MultiPurpose Sensor temp not triggering action

I setup an automation between a heat lamp controlled by a SAMSUNG SmartThings WiFi Plug and a Samsung SmartThings GP-U999SJVLAAA Door & Window Multipurpose Sensor.
The automation is set to read the sensor’s temperature and turn on the heat lamp if it dips below 85deg F and turn off when it rises above 95deg F.
The sensor’s temperature is reading accurately according to the SmartThings app. I can trigger the SmartThings plug to turn on the heat lamp manually just fine.

The problem is, the rule to turn the lamp on when it reaches a low temp doesn’t trigger.
If I manually trigger the lamp, at some point the lamp turns off. I assume because the high temp automation is working. However, when it reaches the low temp, it doesn’t kick back on.

is this lizard going to fry when the lamp turns on and never turns off?

Eric, thanks for the concern. This is not in a terrarium, but open air. Yes it is pretty inefficient, but the lizard does not like enclosures of any kind and he is pretty spoiled. He has an entire bedroom to himself with a window he stares out all day long. Also, the upper limit seems to work just fine. If I turn on the heat lamp via SmartThings, it will reach the upper limit and turn off. It just never turns back on. The rule to turn it on seems fine to me, just not working.

Can you post the screenshot from the working automation?


This seems to be working correctly to turn the heater off.

Did you ever get a solution to this? I have the exact same problem, minus the lizard.

looks ok…

What does history say for that sensor, is it reporting, is it recording a new temperature value? “THEN” actions only happen on the actual report of change in temperature.

I’d test with a diff sensor.

Sorry for my delay in follow up. Unexpectedly, it just fixed itself. I didn’t spot anything in release notes for a SmartThings Hub update that addressed this issue. I didn’t changed the programming. Sensor readings all seem as they were before. I wish I had a root-cause resolution for you.

Looks like it’s working for me now by itself as well. What’s interesting is that originally I had the if sensor reaches 74* F, then turn off the heater switch. Now when I go to edit the settings, it will only allow for *C. Bizarre.

Well it’s broken again. For whatever reason, my rule is haphazardly getting run. The rule I have is, if 07:15-16:00 weekdays, Sensor le 72* F, location mode night, home, then turn on heater. I can see there are multiple events being returned by the sensor just the automation isn’t kicking it on for whatever reason. Is there any way to debug automations?

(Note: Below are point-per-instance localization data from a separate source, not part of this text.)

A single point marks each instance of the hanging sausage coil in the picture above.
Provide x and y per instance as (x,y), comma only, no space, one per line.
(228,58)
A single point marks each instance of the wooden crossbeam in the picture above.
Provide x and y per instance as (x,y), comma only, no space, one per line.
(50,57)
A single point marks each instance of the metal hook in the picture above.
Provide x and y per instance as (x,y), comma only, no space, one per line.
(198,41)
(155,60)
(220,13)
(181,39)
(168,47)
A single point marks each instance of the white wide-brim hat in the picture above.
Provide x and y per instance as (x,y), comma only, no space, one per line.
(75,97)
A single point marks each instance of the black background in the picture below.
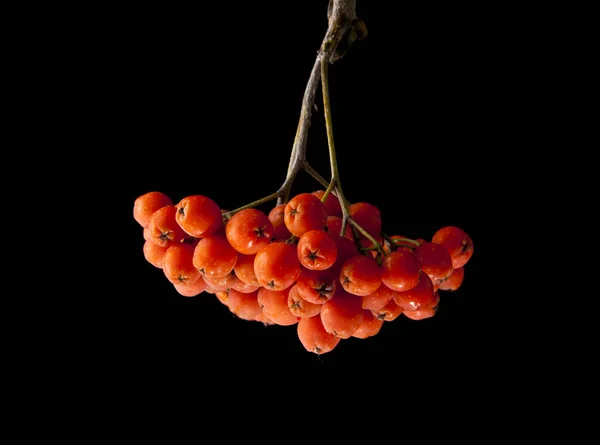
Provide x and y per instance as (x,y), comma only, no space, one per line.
(208,103)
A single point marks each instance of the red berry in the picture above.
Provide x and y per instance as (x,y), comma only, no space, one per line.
(458,243)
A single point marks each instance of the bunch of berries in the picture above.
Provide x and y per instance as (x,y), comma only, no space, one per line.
(300,265)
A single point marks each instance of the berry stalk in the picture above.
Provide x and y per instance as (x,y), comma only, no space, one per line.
(343,27)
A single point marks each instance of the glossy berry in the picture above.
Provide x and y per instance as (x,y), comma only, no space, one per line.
(304,212)
(317,250)
(314,337)
(435,261)
(248,231)
(454,281)
(360,275)
(148,203)
(458,243)
(199,215)
(342,315)
(401,270)
(163,227)
(276,266)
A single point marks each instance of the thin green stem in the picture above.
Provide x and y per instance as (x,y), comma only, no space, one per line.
(328,191)
(335,177)
(315,174)
(400,241)
(272,196)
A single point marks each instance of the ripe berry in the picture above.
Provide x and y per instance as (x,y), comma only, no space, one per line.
(401,270)
(360,275)
(314,337)
(304,212)
(248,231)
(148,203)
(458,243)
(317,250)
(163,227)
(199,216)
(276,265)
(435,261)
(342,315)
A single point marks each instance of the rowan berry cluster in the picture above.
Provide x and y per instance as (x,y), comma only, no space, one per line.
(301,264)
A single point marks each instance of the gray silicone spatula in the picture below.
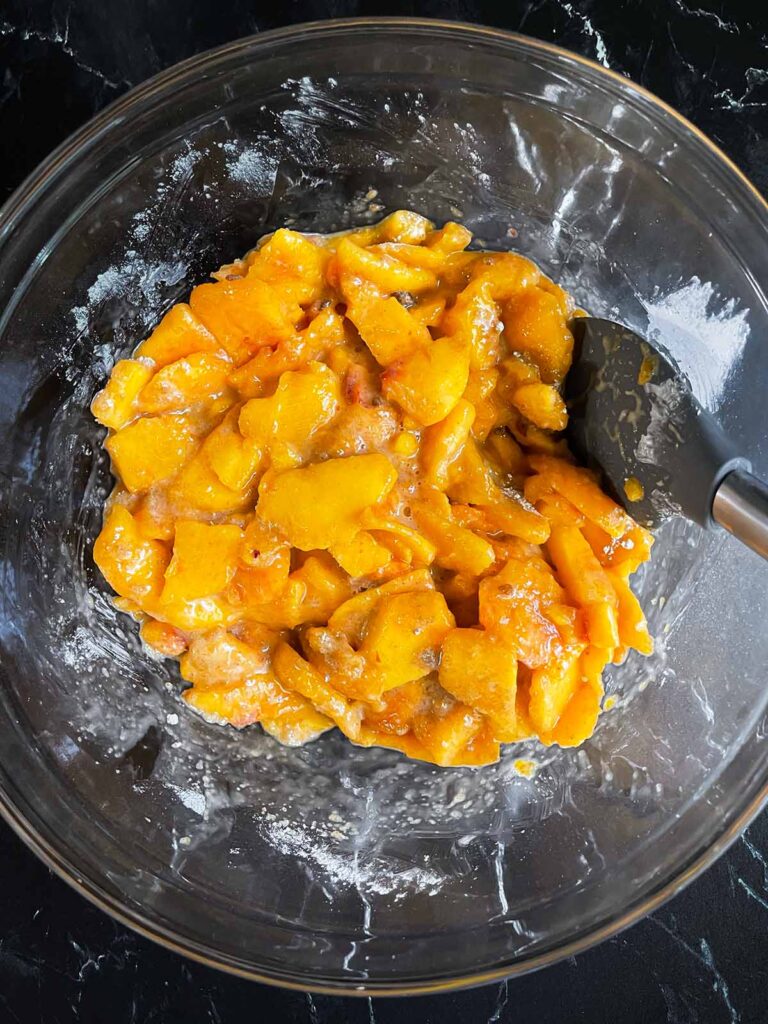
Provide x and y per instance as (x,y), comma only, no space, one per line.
(634,416)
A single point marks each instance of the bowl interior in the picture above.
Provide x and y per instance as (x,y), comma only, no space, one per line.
(330,865)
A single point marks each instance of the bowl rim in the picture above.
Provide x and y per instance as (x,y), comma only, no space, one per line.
(13,210)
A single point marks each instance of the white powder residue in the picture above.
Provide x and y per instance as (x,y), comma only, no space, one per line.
(254,165)
(192,799)
(659,434)
(704,333)
(134,278)
(347,869)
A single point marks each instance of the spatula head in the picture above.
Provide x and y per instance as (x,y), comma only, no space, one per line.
(634,417)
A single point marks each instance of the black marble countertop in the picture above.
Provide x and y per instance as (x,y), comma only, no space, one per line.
(700,960)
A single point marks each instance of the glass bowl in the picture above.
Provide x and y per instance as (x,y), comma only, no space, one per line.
(331,867)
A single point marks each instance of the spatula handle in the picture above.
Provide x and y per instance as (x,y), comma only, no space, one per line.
(740,505)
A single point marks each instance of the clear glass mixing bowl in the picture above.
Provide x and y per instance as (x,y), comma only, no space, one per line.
(333,867)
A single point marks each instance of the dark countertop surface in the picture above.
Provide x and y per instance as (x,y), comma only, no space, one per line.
(700,960)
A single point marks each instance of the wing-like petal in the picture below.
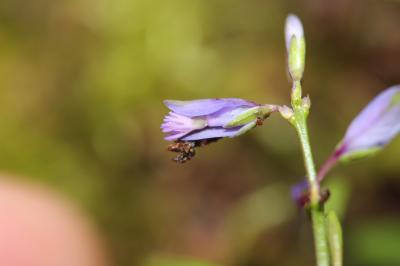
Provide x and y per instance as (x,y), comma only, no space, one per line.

the root issue is the cloud-based control, has been not reliable. IDE has detailed logs about what it sees.

IMO if the control is important then you want a hardware thermostat like Inkbird ITC-308. I would not invest too much effort in debugging the control by cloud, since I do not expect it to become reliable.

What’s interesting is that I used a simple IFTTT and it worked just fine but really don’t want to pay $5/mo to replicate something that’s native to ST. Do you know of any SmartApps that can do something similar that can run locally instead?

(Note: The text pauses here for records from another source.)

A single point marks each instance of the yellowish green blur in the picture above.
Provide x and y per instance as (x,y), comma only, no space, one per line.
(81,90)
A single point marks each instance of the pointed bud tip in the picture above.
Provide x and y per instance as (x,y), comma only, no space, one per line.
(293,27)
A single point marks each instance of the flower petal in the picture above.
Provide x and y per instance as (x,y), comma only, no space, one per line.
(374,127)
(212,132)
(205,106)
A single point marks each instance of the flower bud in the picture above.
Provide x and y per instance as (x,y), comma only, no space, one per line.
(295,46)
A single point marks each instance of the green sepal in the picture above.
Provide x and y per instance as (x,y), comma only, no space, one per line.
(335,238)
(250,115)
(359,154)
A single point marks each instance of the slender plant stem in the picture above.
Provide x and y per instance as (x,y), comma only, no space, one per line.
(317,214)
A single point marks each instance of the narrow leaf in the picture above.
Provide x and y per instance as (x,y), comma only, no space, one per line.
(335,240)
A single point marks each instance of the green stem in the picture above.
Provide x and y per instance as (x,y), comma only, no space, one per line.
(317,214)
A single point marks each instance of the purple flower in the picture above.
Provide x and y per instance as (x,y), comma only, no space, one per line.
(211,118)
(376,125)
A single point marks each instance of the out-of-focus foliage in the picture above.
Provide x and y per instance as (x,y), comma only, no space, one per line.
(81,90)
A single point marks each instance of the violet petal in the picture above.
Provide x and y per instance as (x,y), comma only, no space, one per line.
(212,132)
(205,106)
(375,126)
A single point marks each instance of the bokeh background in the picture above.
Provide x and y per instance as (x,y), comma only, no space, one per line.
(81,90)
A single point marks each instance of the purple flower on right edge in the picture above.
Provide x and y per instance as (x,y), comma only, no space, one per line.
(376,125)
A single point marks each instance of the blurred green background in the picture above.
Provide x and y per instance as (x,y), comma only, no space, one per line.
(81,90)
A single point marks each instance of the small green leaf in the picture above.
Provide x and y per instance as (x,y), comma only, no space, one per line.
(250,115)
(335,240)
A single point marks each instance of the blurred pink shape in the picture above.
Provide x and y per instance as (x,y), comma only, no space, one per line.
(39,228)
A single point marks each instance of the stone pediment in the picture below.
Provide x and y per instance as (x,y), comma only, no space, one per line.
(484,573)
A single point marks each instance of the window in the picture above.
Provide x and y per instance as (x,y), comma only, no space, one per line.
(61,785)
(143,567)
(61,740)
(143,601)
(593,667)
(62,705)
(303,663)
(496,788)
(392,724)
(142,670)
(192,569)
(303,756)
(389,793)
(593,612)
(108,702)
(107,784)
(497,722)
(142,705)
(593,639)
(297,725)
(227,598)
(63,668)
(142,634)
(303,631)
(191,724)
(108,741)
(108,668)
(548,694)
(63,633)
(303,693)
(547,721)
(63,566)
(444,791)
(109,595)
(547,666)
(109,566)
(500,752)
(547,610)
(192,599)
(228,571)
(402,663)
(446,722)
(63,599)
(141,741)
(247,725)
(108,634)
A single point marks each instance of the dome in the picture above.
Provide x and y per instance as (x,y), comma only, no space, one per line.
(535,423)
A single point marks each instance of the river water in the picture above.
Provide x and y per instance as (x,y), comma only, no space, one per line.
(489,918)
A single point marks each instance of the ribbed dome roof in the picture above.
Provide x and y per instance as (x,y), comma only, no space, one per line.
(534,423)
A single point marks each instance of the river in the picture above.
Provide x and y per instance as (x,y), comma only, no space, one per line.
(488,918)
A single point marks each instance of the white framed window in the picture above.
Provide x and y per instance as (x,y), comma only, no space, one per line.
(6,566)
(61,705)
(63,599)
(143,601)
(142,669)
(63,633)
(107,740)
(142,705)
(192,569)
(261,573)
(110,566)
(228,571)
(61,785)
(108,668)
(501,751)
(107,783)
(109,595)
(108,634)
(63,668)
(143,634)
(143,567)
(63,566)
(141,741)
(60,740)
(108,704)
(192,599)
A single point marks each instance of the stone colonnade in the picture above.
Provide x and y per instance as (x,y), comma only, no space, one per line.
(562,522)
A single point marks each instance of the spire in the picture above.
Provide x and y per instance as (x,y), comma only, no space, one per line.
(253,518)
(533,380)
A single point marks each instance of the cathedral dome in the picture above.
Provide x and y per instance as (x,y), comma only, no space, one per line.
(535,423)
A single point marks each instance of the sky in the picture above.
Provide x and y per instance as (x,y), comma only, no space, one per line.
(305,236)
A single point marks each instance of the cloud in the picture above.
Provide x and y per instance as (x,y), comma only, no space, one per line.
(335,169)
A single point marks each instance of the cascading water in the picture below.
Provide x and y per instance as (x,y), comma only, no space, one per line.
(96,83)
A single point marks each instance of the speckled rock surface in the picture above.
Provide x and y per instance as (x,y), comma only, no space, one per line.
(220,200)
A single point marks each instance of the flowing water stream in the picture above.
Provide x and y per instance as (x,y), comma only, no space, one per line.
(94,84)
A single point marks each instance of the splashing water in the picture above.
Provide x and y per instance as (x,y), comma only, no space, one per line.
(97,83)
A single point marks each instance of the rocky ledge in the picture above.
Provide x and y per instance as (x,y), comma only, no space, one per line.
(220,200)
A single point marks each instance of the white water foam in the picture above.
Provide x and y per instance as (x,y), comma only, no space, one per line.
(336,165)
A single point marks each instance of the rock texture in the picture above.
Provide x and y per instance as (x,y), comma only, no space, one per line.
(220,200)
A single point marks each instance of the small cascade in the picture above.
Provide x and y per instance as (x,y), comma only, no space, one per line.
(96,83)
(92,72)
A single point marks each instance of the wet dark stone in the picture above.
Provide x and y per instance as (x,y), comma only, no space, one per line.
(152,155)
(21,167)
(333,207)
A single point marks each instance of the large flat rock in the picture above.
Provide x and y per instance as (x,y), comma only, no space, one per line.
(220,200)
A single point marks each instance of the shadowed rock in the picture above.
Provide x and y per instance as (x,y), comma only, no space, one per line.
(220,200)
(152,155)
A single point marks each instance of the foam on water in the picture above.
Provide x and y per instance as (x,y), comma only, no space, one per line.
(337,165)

no - that’s why I suggested the Inkbird. Hubitat could run local. Inkbird seems simpler, which you could override/disable by a plugin-switch.

I have consigned ST to monitoring-only for important functions. Nice when it works, but use a seperate primary control method.

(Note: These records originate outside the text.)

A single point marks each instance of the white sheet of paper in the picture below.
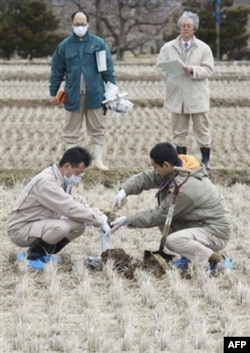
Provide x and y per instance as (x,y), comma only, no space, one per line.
(101,60)
(173,68)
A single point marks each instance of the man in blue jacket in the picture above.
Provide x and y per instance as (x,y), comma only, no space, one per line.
(75,61)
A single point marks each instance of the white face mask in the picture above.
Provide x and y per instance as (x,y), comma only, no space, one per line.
(73,179)
(80,31)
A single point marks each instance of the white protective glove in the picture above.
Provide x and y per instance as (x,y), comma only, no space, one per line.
(119,199)
(121,221)
(105,236)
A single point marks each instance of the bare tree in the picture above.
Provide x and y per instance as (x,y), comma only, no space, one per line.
(128,25)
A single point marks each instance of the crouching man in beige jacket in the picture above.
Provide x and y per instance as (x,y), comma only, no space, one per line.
(47,217)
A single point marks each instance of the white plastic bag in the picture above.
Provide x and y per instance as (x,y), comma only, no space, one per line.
(115,100)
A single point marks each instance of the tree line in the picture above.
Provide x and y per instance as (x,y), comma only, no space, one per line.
(32,28)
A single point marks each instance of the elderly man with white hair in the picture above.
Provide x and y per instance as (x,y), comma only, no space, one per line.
(187,96)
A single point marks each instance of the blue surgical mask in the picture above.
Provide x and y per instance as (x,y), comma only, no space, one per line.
(73,179)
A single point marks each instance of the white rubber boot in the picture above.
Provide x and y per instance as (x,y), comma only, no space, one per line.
(98,153)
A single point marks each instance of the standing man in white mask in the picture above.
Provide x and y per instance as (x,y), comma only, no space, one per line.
(48,215)
(187,96)
(76,60)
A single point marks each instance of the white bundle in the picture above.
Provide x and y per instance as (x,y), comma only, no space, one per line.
(115,99)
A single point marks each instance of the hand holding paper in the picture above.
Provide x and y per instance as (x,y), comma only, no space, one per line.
(173,68)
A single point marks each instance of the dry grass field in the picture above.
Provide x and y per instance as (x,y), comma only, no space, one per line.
(72,309)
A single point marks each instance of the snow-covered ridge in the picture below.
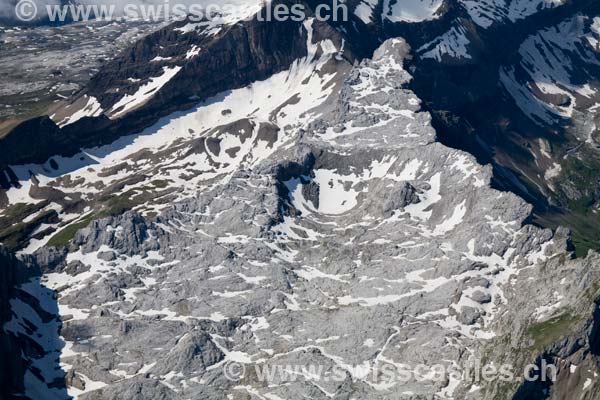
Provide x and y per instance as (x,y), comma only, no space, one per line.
(354,213)
(487,12)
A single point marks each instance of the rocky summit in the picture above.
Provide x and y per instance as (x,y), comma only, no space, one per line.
(282,210)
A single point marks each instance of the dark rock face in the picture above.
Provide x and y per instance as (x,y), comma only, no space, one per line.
(16,348)
(240,54)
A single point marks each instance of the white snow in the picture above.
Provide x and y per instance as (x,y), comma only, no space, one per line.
(144,93)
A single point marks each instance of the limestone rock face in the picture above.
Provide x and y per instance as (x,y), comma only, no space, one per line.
(302,219)
(356,243)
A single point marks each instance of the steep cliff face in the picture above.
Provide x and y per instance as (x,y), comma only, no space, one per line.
(511,82)
(262,215)
(354,213)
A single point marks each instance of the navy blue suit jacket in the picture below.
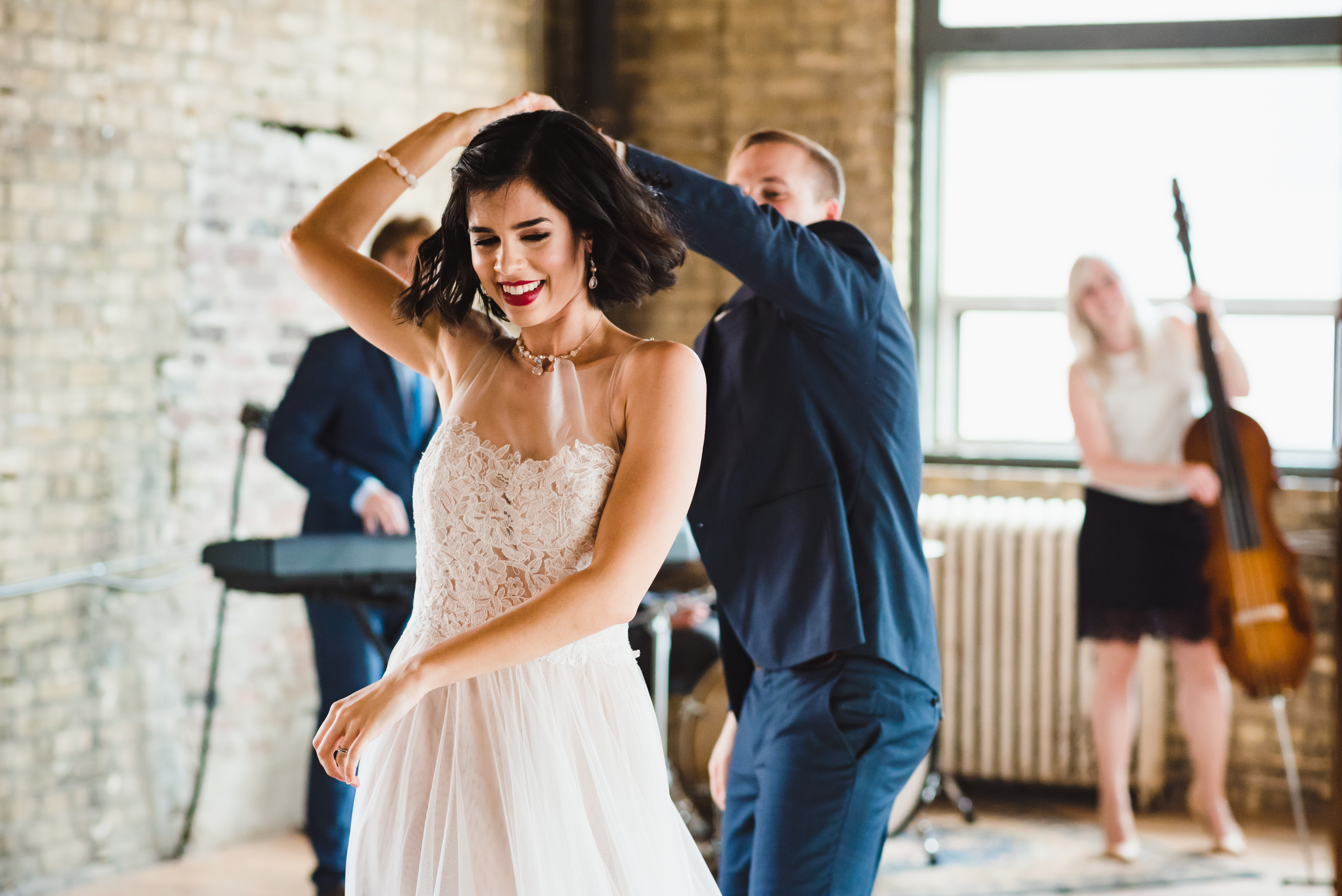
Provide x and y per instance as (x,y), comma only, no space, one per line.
(340,422)
(807,505)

What I did to make this work better was I created a virtual switch that would go on and off based on temp settings. Because I only want my heater turning on m-f, 8-5pm, I set the smartlighting app to first turn off the virtual switch before 8am (even though it might already be calling for heat at that point) which means that at the next temp check in, if it’s calling for heat, it will turn it on by automation. It’s much more reactive through the local automation and seems to keep my room within 3 degrees (mostly because the door sensor I’m using only checks in 2x an hour at best). If/when I want to spend more than $10 on a temp sensor, I might get something that updates more regularly which would lead to a less variable temperature control.